H(p(1) . . . p(p)) = − Σ(from j=1 to j=p) of p_j log₂ p_j

With this notation we obtain the following result:

Theorem: Suppose we compress a sequence consisting of N words that are each instances of one of p patterns. If we only use frequency information contained in the frequencies f(s) of the various patterns, we will need a number of binary digits for our message that is at least

N*H({p₀, p₁, . . ., p_p})

and we can can find a way to compress our message in this way that uses at most

N*(H(p₀, p₁, . . ., p_N/(k-1))+1

binary bits. (Usually we get much closer to the former number.)

By writing out the pigeonhole principle bound, applying the Stirling formula throughout and taking logs you can prove the first statement of this theorem. The second statement, that you can come within N of this bound, which is one extra bit per word of the message, follows from two observations.

The actual length of the encoded message will be the sum over all j of the number of occurrences of the j-th pattern in it multiplied by the length of the code word assigned to that pattern. If the length of the j-th code word is log₂ p(j) then the Shannon bound is exactly achieved.

First, if each p(j) here is the reciprocal of a power of 2, then the bound can be achieved exactly. This can be done by assigning a binary sequence of length -log₂ p(j) as code word for the j-th pattern.

Second, you can in any case form a code by assigning a binary sequence of length the smallest integer greater than −log₂ p_j to the j-th pattern, and that will be at most one greater than −log₂ p_j itself. This each encoded word will be at most one bit longer than the corresponding term in the Shannon bound.

As a matter of fact you can improve this result by replacing the extra 1 bit per word here by 2^-c+1where c is the minimum over j of the smallest integer greater than −log₂ p_j, which would be the length of the smallest code word.
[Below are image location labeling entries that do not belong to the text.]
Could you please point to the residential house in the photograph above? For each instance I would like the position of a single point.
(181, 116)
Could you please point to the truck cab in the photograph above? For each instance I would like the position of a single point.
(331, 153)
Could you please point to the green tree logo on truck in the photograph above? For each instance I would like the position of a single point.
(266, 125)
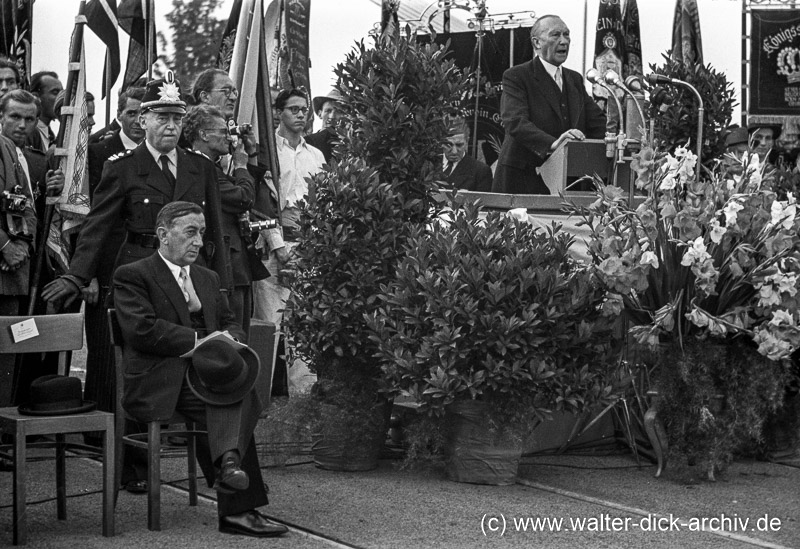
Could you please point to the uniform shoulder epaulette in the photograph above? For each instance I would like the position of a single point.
(198, 153)
(122, 154)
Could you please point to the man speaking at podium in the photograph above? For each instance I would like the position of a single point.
(543, 105)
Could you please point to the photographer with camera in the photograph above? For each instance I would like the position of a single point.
(17, 229)
(209, 133)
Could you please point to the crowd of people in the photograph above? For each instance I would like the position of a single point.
(173, 184)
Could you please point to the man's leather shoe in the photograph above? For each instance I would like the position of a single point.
(136, 486)
(231, 477)
(251, 523)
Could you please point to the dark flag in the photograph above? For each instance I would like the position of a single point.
(101, 17)
(609, 50)
(137, 18)
(633, 40)
(17, 16)
(687, 45)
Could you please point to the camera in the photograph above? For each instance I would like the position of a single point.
(246, 227)
(13, 201)
(233, 129)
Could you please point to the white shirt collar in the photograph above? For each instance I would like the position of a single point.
(127, 142)
(551, 69)
(172, 155)
(174, 269)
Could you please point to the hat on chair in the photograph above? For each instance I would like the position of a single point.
(221, 375)
(55, 395)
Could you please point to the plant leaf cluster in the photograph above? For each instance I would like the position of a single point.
(489, 308)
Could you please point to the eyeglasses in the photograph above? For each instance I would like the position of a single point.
(227, 92)
(295, 109)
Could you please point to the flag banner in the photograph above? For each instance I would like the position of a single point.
(17, 32)
(774, 64)
(496, 57)
(137, 18)
(228, 40)
(632, 64)
(687, 45)
(298, 14)
(101, 18)
(609, 51)
(73, 203)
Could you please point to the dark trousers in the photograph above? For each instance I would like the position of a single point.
(241, 303)
(229, 427)
(9, 306)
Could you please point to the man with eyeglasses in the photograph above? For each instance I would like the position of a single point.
(136, 184)
(207, 131)
(460, 169)
(297, 161)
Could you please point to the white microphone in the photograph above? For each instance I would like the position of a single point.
(634, 82)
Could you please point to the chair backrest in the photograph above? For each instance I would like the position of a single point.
(56, 333)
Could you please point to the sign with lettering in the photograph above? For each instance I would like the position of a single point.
(775, 63)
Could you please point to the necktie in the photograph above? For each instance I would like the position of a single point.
(188, 292)
(164, 159)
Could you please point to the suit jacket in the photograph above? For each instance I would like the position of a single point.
(156, 328)
(237, 193)
(11, 175)
(133, 190)
(99, 152)
(471, 175)
(532, 121)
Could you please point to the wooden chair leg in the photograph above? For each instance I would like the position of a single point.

A binary tree is a tree in which each vertex has either 2 or 0 descendants. We can assign a code word to each leaf of a binary tree by starting at the top and assigning 0 to one descendant and 1 to the other, adding the bit onto the bits already possessed by the parent. If we do this the words at depth d in the tree will have a code word of length d. Moreover, if we sum 2^-d over all leaves of the tree, we get 1. (Prove these statements to yourself).

Since the p_j sum to 1 as well, when they are inverse powers of 2 we can construct a tree with a leaf of depth given by log₂ p_j for each j, and the corresponding code will assign a code word of that length to the j-th pattern. And that is all there is to the first observation. The second is trivial.

We now ask, why do we call H here entropy of information?.

5.2 What is Entropy? What is Entropy of Information?

The physical concept of entropy was developed in the subjects of thermodynamics and statistical mechanics.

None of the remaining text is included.